Para Descartes, o verdadeiro saber, a verdadeira ciência é produto
exclusivo do exercício lógico da razão. Ele costumava dizer: “entre
aqueles que no passado, buscaram incessantemente, a verdade nas ciências,
só os matemáticos conseguiram achar algumas evidências.” E dizia mais,
“é preciso pôr em dúvida as nossas certezas, os nossos dogmas, e tudo
que pensamos saber; será que existe algo nesta vida, do qual tenhamos
plena certeza?!” Mas, Ele percebeu que enquanto questionava tudo,
ele pensava! Esta era a única verdade livre de qualquer dúvida. E
pensar é existir; então ele concluiu: “penso, logo existo”. Esta
verdade totalmente certa e segura, ele a adotou como princípio básico
de sua obra filosófica.
E mais: Para Descartes, existem no mundo duas substâncias: a
substância pensante: o homem, a consciência humana, o “eu
pensante”; e a substância extensa: o mundo físico, corpóreo,
material, extenso. Mas, ele considerava ainda uma terceira substância:
a substância infinita: Deus, o Ser Criador de todos os seres; mas,
que não faria parte deste mundo, pois Ele é um ser transcendente,
distinto de sua criação, “o diferentemente outro”.
John Locke
Um dos maiores representantes do empirismo
moderno, estudou na universidade de Oxford na
Inglaterra. Manifestou interesse por diversos campos
de estudo: química, física, filosofia e teologia; mas
formou-se em medicina. Durante esse período,
decepcionou-se com a filosofia de Aristóteles e a Escolástica
de Tomás de Aquino, enquanto se aprofundava na filosofia de Francis
Bacon e Renée Descartes.
Mas, ao contrário da doutrina cartesiana, John Locke afirmava que
nossa mente é como uma "tabula rasa" - uma tábua plana, lisa, na
qual nada está escrito ou gravado; ao nascer, nossa mente é como essa
"tabula rasa" (ou como uma folha em branco), sem nenhuma ideia
previamente escrita. Assim, ele retoma a antiga tese empirista (de
Aristóteles), de que “nada existe na mente humana, sem antes ter
passado pelos sentidos”. Locke afirma que todas as nossas ideias são
adquiridas ao longo da vida, mediante as experiências sensíveis,
objetivas e imediatas, e somente depois, submetidas ao seu
processamento interno, cognitivo, racional.

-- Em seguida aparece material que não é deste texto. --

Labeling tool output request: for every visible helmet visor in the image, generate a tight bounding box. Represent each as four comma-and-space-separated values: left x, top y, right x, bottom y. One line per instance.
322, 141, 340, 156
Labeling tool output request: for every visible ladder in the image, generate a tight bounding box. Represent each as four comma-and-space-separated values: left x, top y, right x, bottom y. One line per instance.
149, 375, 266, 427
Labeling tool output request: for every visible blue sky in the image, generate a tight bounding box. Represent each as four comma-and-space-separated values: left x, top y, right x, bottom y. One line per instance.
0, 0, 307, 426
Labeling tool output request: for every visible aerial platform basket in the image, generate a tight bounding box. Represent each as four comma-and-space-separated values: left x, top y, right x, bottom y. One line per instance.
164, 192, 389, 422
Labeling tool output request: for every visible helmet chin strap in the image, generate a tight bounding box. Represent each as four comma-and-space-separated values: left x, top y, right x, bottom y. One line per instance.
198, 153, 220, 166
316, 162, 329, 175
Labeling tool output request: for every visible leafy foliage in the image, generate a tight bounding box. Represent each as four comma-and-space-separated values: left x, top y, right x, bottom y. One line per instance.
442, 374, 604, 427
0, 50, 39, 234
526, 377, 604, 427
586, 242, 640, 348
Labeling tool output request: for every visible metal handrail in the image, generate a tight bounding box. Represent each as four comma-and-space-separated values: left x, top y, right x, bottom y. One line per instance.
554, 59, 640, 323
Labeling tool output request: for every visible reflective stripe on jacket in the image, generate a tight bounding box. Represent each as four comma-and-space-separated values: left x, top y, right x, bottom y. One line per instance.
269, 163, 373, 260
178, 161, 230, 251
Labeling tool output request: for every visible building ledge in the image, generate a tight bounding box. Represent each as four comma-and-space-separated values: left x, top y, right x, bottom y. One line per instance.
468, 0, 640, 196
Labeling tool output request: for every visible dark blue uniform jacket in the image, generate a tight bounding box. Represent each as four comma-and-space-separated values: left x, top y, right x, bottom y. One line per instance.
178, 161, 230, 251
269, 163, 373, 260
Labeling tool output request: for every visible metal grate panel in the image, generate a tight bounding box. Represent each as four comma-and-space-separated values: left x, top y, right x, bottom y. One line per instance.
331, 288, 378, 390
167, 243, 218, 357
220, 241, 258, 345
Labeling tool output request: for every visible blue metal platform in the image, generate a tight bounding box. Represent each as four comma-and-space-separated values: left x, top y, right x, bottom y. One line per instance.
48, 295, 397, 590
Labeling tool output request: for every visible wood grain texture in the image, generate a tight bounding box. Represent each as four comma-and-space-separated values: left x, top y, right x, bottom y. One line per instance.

Desse modo, o conhecimento seria formado basicamente por dois
tipos de ideias: a) ideias da sensação: nossas primeiras ideias e
sensações; aquelas que nos chegam imediatamente através dos
sentidos; b) ideias da reflexão: aquelas que resultam da combinação
e associação das ideias primárias, por um processo de reflexão, de tal
modo que a mente vai gerando uma série de outras ideias, diferentes
e mais complexas do que aquelas obtidas pelos sentidos; o próprio ato
de pensar, raciocinar, duvidar e crer... Portanto, a reflexão seria o
nosso “sentido interno”, “um sexto sentido”, que se desenvolve
quando a nossa mente se debruça sobre si mesma.